Cranial ultrasound abnormalities - periventricular leukomalacia (PVL) are the strongest predictors of cerebral palsy. There is a 3- to 10-fold increased risk of cerebral palsy associated with cystic PVL [8]. The presence of hydrocephalus may increase the risk by 12.2 times, and the presence of PVL and hydrocephalus by 15.4 times.

It is important to recognize babies at-risk and those with modifiable factors in their health, so that outcomes can be improved. Hence, time has come when nations / regions (not just one hospital) must record outcomes of all preterm / VLBW babies till at least school age. They must also record variables likely to be associated with outcomes and care process. This will pave the way forward to improving outcomes of these at-risk babies we are saving.

Competing interests: None stated; Funding: Nil.

References

1. Wang CJ, McGlynn EA, Brook RH, Leonard CH, Piecuch RE, Hsueh SI, Schuster MA. Quality-of-care indicators for the neurodevelopmental follow-up of very low birth weight children: results of an expert panel process. Pediatrics. 2006;117:2080-92.

2. Bracewell M, Marlow N. Patterns of motor disability in very preterm children. Ment Retard Dev Disabil Res Rev. 2002;8:241-8.

3. Modi M, Saluja S, Kler M, Batra A, Kaur A, Garg P, et al. Growth and Neuro-developmental outcome of VLBW infants at 1 year corrected age. Indian Pediatr. 2012; Epub 1-11.

4. Bhutta AT, Cleves MA, Casey PH, Cradock MM, Anand KJ. Cognitive and behavioral outcomes of school-aged children who were born preterm: a meta-analysis. JAMA. 2002;288:728-37.

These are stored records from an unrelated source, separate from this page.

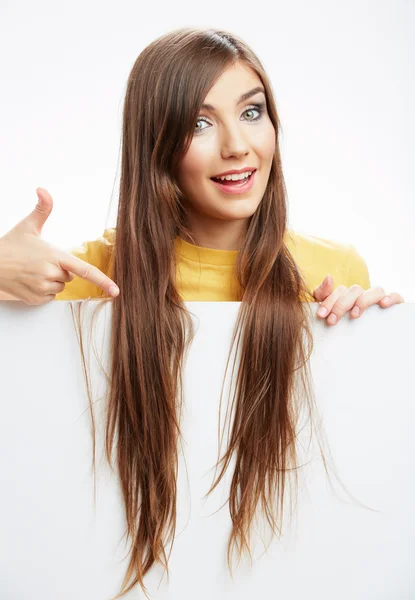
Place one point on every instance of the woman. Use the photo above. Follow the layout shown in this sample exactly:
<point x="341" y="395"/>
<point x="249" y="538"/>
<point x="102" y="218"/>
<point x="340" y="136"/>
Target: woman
<point x="199" y="104"/>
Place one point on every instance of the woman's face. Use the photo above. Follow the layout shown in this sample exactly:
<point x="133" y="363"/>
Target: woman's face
<point x="235" y="135"/>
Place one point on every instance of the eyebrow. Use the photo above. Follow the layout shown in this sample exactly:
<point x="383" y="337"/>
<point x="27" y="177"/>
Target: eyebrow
<point x="241" y="99"/>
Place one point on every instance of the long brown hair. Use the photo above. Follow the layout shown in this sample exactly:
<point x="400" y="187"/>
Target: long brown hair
<point x="152" y="329"/>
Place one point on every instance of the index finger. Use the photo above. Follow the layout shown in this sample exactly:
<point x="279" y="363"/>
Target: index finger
<point x="88" y="272"/>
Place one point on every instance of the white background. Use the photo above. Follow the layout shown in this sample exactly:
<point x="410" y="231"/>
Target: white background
<point x="55" y="546"/>
<point x="344" y="83"/>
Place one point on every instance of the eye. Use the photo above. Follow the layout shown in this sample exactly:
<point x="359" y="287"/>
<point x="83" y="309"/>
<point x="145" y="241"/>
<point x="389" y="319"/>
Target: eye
<point x="258" y="107"/>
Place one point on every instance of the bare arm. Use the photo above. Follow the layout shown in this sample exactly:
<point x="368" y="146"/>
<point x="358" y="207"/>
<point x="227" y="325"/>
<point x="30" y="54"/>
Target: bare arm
<point x="4" y="296"/>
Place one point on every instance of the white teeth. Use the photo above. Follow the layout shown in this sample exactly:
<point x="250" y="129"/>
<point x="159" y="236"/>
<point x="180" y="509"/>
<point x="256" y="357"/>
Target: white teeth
<point x="235" y="176"/>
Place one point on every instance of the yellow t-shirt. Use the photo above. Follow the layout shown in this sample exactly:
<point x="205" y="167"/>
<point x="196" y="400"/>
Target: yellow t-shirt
<point x="206" y="274"/>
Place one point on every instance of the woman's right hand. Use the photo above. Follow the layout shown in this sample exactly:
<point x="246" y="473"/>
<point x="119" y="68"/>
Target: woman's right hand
<point x="33" y="270"/>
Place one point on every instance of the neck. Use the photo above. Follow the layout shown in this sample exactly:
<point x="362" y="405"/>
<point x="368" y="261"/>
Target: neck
<point x="216" y="234"/>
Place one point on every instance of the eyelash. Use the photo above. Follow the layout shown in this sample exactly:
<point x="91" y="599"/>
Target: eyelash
<point x="259" y="107"/>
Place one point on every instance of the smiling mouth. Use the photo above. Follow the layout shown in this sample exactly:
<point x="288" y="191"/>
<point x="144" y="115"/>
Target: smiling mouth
<point x="230" y="182"/>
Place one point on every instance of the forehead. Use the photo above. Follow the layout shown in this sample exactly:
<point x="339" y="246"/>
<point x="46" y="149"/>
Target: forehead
<point x="233" y="82"/>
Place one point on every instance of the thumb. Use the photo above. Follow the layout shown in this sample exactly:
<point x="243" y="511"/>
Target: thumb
<point x="35" y="221"/>
<point x="323" y="290"/>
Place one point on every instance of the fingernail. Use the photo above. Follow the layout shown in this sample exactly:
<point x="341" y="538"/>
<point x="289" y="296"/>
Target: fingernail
<point x="332" y="319"/>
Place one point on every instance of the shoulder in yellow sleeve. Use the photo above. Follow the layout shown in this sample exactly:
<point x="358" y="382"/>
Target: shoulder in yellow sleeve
<point x="95" y="252"/>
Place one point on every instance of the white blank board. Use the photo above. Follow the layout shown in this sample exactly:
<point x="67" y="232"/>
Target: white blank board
<point x="55" y="545"/>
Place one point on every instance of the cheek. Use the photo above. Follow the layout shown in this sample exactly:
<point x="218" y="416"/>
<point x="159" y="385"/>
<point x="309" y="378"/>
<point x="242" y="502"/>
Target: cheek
<point x="266" y="145"/>
<point x="195" y="164"/>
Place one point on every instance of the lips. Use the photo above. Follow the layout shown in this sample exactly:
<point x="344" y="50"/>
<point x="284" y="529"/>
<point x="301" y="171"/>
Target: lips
<point x="218" y="177"/>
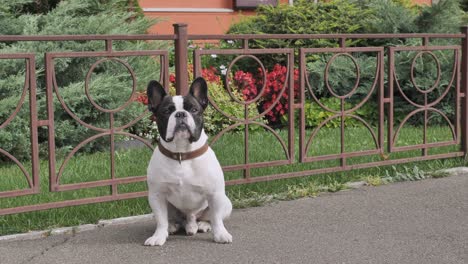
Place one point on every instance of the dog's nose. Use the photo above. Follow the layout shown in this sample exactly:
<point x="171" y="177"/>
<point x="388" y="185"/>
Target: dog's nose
<point x="181" y="114"/>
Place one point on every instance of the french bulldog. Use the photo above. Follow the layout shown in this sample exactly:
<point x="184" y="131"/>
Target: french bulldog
<point x="185" y="181"/>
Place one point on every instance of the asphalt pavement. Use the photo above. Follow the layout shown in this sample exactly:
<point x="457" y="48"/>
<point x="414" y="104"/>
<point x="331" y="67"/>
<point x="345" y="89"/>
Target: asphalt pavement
<point x="411" y="222"/>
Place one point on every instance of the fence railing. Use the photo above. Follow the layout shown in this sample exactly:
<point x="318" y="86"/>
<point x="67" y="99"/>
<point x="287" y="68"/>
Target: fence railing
<point x="383" y="86"/>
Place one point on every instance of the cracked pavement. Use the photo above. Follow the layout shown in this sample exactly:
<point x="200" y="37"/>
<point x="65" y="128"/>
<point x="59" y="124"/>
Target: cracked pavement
<point x="411" y="222"/>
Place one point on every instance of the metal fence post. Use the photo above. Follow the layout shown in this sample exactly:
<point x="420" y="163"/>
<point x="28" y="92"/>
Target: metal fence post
<point x="464" y="91"/>
<point x="181" y="55"/>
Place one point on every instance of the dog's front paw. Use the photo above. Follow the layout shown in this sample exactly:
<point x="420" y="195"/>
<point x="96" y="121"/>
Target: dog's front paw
<point x="223" y="237"/>
<point x="156" y="240"/>
<point x="204" y="227"/>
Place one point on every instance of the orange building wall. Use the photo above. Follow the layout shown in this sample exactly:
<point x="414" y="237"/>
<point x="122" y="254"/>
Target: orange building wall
<point x="201" y="22"/>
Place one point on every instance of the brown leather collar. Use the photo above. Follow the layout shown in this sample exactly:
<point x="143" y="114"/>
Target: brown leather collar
<point x="180" y="156"/>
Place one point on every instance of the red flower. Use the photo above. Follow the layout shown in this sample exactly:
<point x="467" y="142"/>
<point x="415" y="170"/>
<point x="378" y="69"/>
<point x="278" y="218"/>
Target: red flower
<point x="172" y="78"/>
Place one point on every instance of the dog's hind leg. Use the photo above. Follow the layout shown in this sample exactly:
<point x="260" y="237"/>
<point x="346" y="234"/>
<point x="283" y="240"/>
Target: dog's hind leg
<point x="203" y="221"/>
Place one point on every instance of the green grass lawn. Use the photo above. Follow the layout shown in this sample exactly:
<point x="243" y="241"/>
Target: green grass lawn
<point x="229" y="149"/>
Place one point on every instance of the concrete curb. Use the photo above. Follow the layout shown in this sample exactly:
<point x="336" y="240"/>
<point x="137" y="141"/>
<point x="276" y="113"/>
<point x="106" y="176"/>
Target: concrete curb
<point x="140" y="218"/>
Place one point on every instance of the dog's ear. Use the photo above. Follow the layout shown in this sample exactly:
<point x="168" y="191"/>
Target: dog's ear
<point x="199" y="90"/>
<point x="155" y="93"/>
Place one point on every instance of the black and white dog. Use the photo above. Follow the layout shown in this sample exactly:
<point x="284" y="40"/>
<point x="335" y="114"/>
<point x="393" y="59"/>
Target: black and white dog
<point x="185" y="179"/>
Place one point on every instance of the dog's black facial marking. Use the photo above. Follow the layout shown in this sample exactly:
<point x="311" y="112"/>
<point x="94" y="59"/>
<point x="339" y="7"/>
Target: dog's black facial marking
<point x="156" y="95"/>
<point x="199" y="90"/>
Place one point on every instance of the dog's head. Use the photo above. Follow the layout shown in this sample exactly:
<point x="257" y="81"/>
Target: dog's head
<point x="178" y="116"/>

5. Marlow N, Wolke D, Bracewell MA, Samara M; EPICure Study Group. Neurologic and developmental disability at six years of age after extremely preterm birth. N Engl J Med. 2005;352:9-19.

6. Mukhopadhyay K, Malhi P, Mahajan R, Narang A. Neurodevelopmental and behavioral outcome of very low birth weight babies at corrected age of 2 years. Indian J Pediatr. 2010;77:963-7.

7. Breslau N, Chilcoat HD, Johnson EO, Andreski P, Lucia VC. Neurologic soft signs and low birthweight: their association and neuropsychiatric implications. Biol Psychiatry. 2000;47:71-9.

8. Stephens BE, Vohr BR. Neurodevelopmental outcome of the premature infant. Pediatr Clin North Am. 2009;56:631-46.

9. Msall ME, Buck GM, Rogers BT, Catanzaro NL. Kindergarten readiness after extreme prematurity. Am J Dis Child. 1992;146:1371-5.